No sabía si lo había visto bien o se trataba de un truco óptico para despistarla. Así que pilotó el Halcón hasta alcanzar el mismo punto por el que había desaparecido el enemigo. Y al llegar descubrió que alguien había abierto una brecha en el escudo usando inhibidores de campo.
—¡Maldita sea! —masculló.
El agujero no era muy grande, pero sí lo suficiente para que pasara por él una nave de carga como era el Halcón.
Rey siguió avanzando y cuando finalmente salió de la atmosfera, localizó a la nave enemiga en su radar. Se había alejado y alcanzarla sería difícil. No quería alejarse de Naboo porque sus amigos seguían allí y podía haber más soldados de asalto; por no hablar de que había un agujero en el escudo y tenía que arreglarlo de algún modo. Por eso decidió que lo mejor que podía hacer era regresar e informar a las autoridades de la existencia de la brecha.
Sin embargo, justo en el momento que empezaba a virar, el primer destructor estelar apareció de la nada, con un ruido infernal que le perforó los tímpanos.
Y no fue el único.
Le siguió otro, y luego otro, y más tarde dos más.
Y antes de que pudiera darse cuenta, el espacio que rodeaba Naboo se vio envuelto por centenares de cazas TIE que emergían de las entrañas de los destructores.
Rey sintió un pellizco en el estómago. Trató de acelerar para alcanzar la brecha y regresar a Naboo; destruir los inhibidores de campo era la única manera de salvar el planeta e impedir la entrada de los enemigos. Pero antes de conseguir su objetivo, algunos cazas TIE se interpusieron en su camino.
—¡BB-8 los cañones, rápido! —gritó, mientras ella se volvía hacia la silla del copiloto una vez más para controlar el escudo del Halcón. Los enemigos estaban por todas partes así que no podía concentrarlo en un solo punto, necesitaba cobertura general, aunque aquello significase una defensa menos sólida.
Cuando los cañones estuvieron listos, abrió fuego contra los enemigos. Uno de los TIE perdió un ala y zozobró hasta estrellarse contra el escudo de Naboo. El otro respondió al fuego y Rey tuvo que hacer una maniobra evasiva.
Gruñó entre dientes, mientras echaba un vistazo al radar: estaba completamente rodeada.
Siguió disparando para abrirse camino entre sus enemigos. Podía hacerlo, lo había hecho antes; ella era la mejor a los mandos de esa nave. Solo necesitaba concentrarse.
Derribó varios enemigos y escapó de los cañones de tantos otros.

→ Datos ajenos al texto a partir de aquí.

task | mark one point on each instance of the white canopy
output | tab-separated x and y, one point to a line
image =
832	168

El escudo protector estaba ya muy cerca y su salvación al alcance de la mano.
Pero entonces, un disparo láser que no había percibido impactó en la parte lateral de la cabina.
Rey salió disparada de su silla porque no se había abrochado el cinturón para tener libertad de movimiento y alcanzar la parte del copiloto. El golpe contra el suelo la dejó aturdida y por esa misma razón no vio venir el segundo cañonazo, que hizo retumbar la cabina como si fuera a estallar. BB-8 rodó por el suelo y ella se golpeó contra la pared otra vez. Y aunque el fuselaje resistió, una plancha de metal que cubría la parte interior de la cabina se desprendió.

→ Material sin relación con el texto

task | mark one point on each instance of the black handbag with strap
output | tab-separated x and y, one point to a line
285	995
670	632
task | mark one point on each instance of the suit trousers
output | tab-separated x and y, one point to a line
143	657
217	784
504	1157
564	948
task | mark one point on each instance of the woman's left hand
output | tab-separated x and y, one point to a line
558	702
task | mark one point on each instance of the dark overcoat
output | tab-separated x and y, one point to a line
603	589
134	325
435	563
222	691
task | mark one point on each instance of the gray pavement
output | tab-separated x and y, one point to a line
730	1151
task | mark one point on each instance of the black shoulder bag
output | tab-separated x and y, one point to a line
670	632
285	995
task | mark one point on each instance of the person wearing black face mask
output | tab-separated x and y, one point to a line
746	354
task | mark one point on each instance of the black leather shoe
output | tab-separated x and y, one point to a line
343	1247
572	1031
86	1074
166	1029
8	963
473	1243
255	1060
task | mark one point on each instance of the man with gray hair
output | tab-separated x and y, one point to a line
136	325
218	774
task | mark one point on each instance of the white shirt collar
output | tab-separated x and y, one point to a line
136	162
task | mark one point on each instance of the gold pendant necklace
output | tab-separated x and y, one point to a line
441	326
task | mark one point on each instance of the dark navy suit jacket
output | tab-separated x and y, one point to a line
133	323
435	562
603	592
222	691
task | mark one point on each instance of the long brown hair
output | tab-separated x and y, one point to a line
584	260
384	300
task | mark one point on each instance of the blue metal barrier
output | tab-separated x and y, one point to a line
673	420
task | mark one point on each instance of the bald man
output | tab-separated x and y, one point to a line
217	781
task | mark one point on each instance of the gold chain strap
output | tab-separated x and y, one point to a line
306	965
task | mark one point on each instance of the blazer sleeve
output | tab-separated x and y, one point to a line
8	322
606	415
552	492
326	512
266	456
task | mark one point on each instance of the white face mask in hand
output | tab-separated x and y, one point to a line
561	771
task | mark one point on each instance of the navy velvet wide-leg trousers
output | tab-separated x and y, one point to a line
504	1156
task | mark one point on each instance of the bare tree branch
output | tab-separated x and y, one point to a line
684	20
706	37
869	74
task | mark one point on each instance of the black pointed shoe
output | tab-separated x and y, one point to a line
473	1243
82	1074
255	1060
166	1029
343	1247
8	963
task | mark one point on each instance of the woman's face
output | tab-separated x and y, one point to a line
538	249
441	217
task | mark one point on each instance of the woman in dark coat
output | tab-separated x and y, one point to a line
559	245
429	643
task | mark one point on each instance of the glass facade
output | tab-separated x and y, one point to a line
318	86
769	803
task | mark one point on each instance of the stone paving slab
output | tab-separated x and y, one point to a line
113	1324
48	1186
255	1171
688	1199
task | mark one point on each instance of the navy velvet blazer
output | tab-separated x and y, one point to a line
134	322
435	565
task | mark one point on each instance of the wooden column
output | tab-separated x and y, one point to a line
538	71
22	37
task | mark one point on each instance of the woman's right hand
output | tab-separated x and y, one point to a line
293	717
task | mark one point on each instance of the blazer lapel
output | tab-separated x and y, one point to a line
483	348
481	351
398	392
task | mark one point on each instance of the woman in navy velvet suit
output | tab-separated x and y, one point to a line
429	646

El grito desgarrador de Rey inundó el Halcón cuando la chapa aplastó su brazo derecho y se le clavó en el abdomen.
Atrapada bajo la chatarra, gimió de dolor y de impotencia.

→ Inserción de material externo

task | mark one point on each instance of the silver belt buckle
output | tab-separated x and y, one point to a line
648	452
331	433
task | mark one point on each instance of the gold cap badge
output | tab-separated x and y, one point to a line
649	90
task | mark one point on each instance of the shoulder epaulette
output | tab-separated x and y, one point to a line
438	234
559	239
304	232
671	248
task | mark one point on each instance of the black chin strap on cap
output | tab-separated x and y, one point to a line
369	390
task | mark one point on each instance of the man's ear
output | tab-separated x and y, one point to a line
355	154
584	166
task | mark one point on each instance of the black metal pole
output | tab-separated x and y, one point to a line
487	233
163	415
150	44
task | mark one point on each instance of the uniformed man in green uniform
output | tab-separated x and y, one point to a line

Miró en derredor buscando la manera de escapar, pero no la encontró. Aunque intentara apartarla, la chapa era demasiado pesada y se había calvado a su cuerpo con saña.
Un pensamiento inconexo cruzó su mente: al menos los TIE habían dejado de disparar. Trató de ver qué ocurría más allá. ¿Qué era eso? ¿Naves aliadas? Necesitaba salir de allí cuanto antes.
Intentó levantar la plancha metálica usando la Fuerza. Sin embargo, el dolor era tan agudo que le nublaba la razón y le impedía concentrarse. Tras un par de intentos cerró los ojos, rindiéndose a la evidencia.
Su pensamiento voló hasta Kylo. Se dio cuenta de que estaba asustada y lo necesitaba a su lado. ¿Por qué lo había apartado de su lado durante todo ese tiempo?
—Ben… —susurró, sintiendo como las lágrimas se deslizaban por sus mejillas—. Ayúdame… por favor.
Y antes de que la oscuridad de la inconsciencia se la tragara por completo le pareció ver como él se materializaba a su lado y la tomaba en brazos.